Rachel Brett at Westminster. | Photo: Anne van Staveran.

The work by Quakers to ensure recognition of the right to refuse to kill was marked at Westminster last week on the centenary of the passing of the Military Service Act in 1916.

An event was held in the Atlee Suite at Portcullis House beside the House of Commons on Wednesday 27 January and featured readings and talks by MPs and Friends.

The Military Service Act introduced conscription and was passed on 27 January 1916.

The centenary of the Act was also marked at the Scottish parliament in Edinburgh with a similar event on Thursday 28 January.

Paul Parker, recording clerk of Britain Yearly Meeting, who also attended the gathering in Edinburgh, chaired the Westminster event.

Helen Goodman, MP, talked of the importance of the Act in the context of individual rights and freedom of conscience.

The historian and journalist David Boulton, author of Objection Overruled, then gave an extended talk about the Act. He stressed how Quaker MPs, such as Arnold Rowntree, worked with others to ensure that the Act contained a ‘conscience clause’ that would give men the right to conscientiously object to combat service. 

David explained the widespread opposition there had been to the inclusion of a ‘conscience clause’ in the Act.

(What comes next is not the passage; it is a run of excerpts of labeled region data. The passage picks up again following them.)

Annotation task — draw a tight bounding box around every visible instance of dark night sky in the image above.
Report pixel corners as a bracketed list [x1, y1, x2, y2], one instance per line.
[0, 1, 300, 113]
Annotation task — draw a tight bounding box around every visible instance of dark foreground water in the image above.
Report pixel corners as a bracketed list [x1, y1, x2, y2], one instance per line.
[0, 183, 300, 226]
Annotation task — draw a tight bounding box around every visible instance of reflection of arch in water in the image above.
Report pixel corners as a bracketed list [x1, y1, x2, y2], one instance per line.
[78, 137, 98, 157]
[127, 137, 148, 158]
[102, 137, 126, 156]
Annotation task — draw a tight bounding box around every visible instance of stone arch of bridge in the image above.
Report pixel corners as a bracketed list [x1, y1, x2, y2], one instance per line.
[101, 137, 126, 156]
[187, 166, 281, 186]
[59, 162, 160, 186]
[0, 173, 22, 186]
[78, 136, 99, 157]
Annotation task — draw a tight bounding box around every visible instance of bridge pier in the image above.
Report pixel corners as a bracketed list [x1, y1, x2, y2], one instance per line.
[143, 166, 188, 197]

He described how a Quaker dominated ‘joint action committee’ had been the ‘powerhouse of the campaign’ and praised their work and that of the No Conscription Fellowship in ensuring that a conscience clause was part of the final Act.

He talked about the numbers of people who applied for exemption under the conscience clause, the working of the tribunals set up to judge individual cases, and the different categories that they fell into. There were some 1,300 ‘absolutists’. He also described the terrible treatment suffered by many conscientious objectors (COs).

Rachel Brett, formerly Quaker representative to the United Nations, spoke about the importance of the legislation in the context of universal rights. The recognition of an individual’s right to ‘freedom of thought, conscience and religion’ was, she explained, a very significant element of the Military Service Act of 1916. She stressed the importance of establishing the right as an ‘individual right’ and not a right given to ‘groups’.

She also spoke about those countries in the world today, such as Israel and South Korea, which still had forms of conscription.

In praising the campaigners of 1916, she highlighted the fact that Britain was the only country in the first world war to introduce a ‘conscience clause’ and that the legislation, which was of historic importance, was implemented in the middle of a European conflict.

Author and broadcaster Geoffrey Durham then read movingly from the diaries of conscientious objectors and brought to light the personal plight of Quakers imprisoned for their conscience.

Liz Saville Roberts, MP for Dwyfor Meirronniydd, said that she was ‘proud’ to be at the event and reflected on ‘how many variations of truth there are’ when it comes to history. She welcomed the fact that people had challenged the ‘official history’ of the first world war by putting on an event that she described as ‘extraordinarily important’.

Patrick Harvie, a member of the Scottish parliament, with Quakers in Scotland, and the Edinburgh Peace and Justice Centre held a similar event on Thursday 28 January in the Burns Room at the Scottish Parliament in Edinburgh.

Trevor Royle, author of The Flowers of the Forest, and Edinburgh University historian Lesley Orr talked about the Act and there were presentations from conscientious objectors and the families of world war one COs.

Tommy Sheppard MP, Peter Grant MP and Juliet Prager, deputy recording clerk, at Westminster. | Photos: Anne van Staveran.
Elizabeth Allen at Holyrood. | Photos: Anne van Staveran.